Ignacio Camacho-ABC

  • La fijación de Sánchez con Ayuso es una mezcla de táctica política –para ningunear a Feijóo– y celotipia narcisista

¿De verdad hay alguien que crea que a los españoles les afecta que Díaz Ayuso vaya o no a entrevistarse con Sánchez? ¿Algún ciudadano con mínima información piensa que de esa frustrada entrevista podía surgir algún acuerdo importante? ¿Había por medio intereses de Estado inaplazables? ¿Merece el asunto el espacio y el tiempo que le han dedicado los medios informativos de toda clase? Al margen de la opinión que cada cual tenga sobre el desplante, ¿justifica la salida en tromba de seis ministros para denunciarlo como un grave atentado contra los protocolos institucionales? ¿Tiene el Gobierno, precisamente este Gobierno, autoridad moral para reclamar respeto a las formalidades?

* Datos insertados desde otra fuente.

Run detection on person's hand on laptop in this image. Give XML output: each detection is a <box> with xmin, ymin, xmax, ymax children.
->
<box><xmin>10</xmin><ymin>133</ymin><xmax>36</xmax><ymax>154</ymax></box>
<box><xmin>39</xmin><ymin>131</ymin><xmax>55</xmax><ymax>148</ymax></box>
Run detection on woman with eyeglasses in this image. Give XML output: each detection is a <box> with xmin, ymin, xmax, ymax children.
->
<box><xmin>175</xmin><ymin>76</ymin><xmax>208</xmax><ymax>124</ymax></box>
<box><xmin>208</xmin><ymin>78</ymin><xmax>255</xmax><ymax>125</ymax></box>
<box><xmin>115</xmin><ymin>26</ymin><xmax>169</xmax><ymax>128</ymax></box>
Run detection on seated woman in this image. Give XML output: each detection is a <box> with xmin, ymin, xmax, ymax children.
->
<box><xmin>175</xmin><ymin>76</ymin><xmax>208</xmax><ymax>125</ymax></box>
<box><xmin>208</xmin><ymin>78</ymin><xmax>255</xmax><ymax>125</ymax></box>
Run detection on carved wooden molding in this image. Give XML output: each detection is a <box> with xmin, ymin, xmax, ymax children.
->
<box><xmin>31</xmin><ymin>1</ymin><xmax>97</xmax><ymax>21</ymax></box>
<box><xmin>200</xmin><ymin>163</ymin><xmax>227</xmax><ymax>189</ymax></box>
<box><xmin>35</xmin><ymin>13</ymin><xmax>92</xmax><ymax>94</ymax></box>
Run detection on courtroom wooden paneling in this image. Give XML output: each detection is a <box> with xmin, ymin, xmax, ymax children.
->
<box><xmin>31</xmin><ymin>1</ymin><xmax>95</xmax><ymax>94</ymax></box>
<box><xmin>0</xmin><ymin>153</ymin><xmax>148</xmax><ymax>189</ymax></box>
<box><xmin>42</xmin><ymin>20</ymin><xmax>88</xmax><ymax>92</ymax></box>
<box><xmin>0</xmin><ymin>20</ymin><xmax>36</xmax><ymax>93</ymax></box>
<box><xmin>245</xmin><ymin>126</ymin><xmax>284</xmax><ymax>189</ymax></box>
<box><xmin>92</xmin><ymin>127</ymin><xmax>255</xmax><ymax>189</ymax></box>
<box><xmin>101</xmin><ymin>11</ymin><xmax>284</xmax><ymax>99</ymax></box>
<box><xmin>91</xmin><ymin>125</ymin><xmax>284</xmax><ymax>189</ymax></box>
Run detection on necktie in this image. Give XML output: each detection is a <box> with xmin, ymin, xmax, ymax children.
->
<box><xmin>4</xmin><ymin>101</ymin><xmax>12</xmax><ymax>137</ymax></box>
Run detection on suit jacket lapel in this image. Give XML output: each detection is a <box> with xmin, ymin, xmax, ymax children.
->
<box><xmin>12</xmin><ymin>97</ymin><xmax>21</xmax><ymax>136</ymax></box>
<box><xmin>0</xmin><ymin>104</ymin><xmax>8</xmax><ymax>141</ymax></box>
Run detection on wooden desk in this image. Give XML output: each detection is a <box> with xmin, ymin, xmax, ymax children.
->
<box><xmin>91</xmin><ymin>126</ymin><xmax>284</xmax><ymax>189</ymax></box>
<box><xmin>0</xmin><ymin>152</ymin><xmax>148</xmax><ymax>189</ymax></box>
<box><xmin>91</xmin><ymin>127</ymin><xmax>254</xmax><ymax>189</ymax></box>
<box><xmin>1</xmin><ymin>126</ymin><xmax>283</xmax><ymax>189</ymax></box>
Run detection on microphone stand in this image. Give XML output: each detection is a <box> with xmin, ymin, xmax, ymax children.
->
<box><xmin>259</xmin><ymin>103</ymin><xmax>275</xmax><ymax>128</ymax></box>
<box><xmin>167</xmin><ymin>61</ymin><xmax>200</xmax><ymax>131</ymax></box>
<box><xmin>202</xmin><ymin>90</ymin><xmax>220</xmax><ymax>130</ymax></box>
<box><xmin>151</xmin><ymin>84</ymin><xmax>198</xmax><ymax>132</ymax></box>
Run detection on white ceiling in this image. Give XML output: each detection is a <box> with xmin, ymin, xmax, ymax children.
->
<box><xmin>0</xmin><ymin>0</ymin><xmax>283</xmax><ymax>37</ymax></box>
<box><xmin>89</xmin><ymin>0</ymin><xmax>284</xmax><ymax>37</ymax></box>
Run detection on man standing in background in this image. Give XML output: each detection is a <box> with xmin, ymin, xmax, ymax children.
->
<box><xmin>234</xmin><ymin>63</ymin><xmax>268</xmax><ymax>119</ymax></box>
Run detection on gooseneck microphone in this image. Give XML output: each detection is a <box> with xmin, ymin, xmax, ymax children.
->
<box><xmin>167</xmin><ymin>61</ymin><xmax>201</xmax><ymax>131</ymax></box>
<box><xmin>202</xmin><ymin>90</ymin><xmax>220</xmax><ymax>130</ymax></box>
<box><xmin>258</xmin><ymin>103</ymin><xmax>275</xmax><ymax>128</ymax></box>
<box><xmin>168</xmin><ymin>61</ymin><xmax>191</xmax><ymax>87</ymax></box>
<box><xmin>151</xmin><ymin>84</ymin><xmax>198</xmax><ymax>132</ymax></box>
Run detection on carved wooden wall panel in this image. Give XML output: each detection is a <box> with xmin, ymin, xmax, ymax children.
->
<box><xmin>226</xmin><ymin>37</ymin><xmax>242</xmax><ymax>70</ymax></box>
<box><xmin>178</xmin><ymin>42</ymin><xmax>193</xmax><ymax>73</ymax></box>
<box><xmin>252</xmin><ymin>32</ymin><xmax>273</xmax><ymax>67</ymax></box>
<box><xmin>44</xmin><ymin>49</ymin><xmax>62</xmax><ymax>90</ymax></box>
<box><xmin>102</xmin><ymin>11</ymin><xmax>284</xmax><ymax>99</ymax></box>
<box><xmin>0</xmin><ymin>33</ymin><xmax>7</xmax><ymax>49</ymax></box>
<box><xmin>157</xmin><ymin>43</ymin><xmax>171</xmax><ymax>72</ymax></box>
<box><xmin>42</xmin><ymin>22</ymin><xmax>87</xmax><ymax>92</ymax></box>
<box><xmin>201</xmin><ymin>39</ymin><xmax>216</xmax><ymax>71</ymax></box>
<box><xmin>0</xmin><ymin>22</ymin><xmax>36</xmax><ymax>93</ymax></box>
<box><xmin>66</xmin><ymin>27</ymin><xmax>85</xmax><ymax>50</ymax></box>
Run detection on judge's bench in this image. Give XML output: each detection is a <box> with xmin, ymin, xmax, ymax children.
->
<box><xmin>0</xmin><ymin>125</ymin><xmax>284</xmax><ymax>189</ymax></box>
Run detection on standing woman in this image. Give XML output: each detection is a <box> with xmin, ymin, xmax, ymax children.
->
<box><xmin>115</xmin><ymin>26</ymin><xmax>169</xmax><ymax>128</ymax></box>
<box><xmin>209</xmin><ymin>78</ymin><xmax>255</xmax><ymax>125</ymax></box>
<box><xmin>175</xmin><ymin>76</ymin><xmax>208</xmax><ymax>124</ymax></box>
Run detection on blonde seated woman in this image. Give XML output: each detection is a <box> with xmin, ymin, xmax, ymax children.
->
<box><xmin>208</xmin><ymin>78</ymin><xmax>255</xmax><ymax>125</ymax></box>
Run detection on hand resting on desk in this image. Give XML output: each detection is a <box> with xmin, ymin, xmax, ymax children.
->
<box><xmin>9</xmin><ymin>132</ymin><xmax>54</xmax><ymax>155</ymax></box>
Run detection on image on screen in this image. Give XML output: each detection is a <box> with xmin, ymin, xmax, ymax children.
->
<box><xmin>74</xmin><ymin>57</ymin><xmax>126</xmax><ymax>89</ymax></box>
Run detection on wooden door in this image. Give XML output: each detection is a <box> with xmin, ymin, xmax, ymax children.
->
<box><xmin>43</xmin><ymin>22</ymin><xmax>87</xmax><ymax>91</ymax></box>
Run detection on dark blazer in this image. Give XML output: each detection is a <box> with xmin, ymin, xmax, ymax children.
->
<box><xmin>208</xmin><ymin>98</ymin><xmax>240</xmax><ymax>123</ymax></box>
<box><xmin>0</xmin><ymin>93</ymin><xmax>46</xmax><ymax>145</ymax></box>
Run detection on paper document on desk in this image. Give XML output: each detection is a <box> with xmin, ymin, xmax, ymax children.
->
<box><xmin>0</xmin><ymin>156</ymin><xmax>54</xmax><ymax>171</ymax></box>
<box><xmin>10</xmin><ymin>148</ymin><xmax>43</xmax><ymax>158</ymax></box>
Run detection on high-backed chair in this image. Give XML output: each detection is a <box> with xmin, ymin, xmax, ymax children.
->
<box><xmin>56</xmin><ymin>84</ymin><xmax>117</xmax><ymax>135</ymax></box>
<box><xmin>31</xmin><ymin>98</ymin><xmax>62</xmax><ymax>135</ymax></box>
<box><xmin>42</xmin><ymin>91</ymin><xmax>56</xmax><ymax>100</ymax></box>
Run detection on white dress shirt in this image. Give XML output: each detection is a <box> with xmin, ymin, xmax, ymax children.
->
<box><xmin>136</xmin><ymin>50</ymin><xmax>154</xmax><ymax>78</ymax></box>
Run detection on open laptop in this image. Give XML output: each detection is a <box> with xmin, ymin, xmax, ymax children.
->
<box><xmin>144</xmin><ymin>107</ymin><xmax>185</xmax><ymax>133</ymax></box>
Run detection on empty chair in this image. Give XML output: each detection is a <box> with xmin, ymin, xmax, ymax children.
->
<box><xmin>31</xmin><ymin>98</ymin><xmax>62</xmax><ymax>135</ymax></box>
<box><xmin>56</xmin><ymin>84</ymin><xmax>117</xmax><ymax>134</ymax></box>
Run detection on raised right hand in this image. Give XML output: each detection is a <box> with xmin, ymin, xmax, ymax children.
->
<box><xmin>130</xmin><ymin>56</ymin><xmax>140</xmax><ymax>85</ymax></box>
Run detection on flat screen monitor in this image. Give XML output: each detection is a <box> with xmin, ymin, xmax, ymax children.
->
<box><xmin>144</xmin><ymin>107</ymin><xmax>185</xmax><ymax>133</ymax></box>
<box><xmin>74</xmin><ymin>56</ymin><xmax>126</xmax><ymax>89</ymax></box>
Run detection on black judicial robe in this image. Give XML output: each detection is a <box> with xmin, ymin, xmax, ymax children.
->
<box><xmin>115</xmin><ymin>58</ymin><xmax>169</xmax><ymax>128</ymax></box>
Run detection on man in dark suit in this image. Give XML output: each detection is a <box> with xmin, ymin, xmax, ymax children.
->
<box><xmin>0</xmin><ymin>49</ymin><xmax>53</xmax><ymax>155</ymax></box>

Si la respuesta a estas preguntas, o a alguna de ellas, es afirmativa, tenemos como sociedad civil un serio problema de crispación política. Sólo desde una óptica polarizada por el sectarismo puede concederse trascendencia significativa a una cuestión tan trivial como la suspensión de una cita entre el jefe del Ejecutivo y la representante de una autonomía. Sin embargo es precisamente el primer ministro quien otorga a la presidenta de Madrid una relevancia decisiva al convertirla, por superficiales razones tácticas, en su principal enemiga, una especie de némesis artificial contra la que proyectar sus obsesiones narcisistas. Resulta probable que ambos se beneficien de esa tensión antagonista, pero es seguro que el prestigio de la vida pública sale herido de su hostilidad recíproca.

A Sánchez le interesa difundir la idea de que no es Feijóo el rival al que se enfrenta, sino Ayuso y Abascal, presentados como los líderes reales de la derecha para minimizar al candidato real agrandando los fantasmas que más rechazo suscitan en la acera opuesta. El laboratorio estratégico de Moncloa trabaja además con plena conciencia de que parte del electorado conservador siente clara preferencia por la combativa dirigente madrileña, lo que facilita la posibilidad de abrirle al PP una grieta de confianza interna. Ayuso, por su parte, es la única política capaz de interpretar el estilo sanchista y batirse con sus mismas reglas, o más bien con idéntica ausencia de ellas. La confrontación compone una perfecta escena de contienda goyesca.

De momento, el equipo gubernamental pierde por goleada. Madrid es un bastión inexpugnable para la izquierda y en los tribunales no para de coleccionar calabazas. Quizás el presidente haya asumido la derrota en esa simbólica batalla y piense en ganar la guerra –la que le interesa, la de las generales– a base de entregar alguna plaza. Pero salvo otra crisis autodestructiva como la de Casado es difícil que cumpla su sueño de medirse a Ayuso cara a cara, y en los duelos desiguales es ella quien goza de toda la ventaja. Cosa distinta es que el objetivo consista en prender una hoguera de intolerancia banderiza y tratar de salvarse saltando entre las llamas.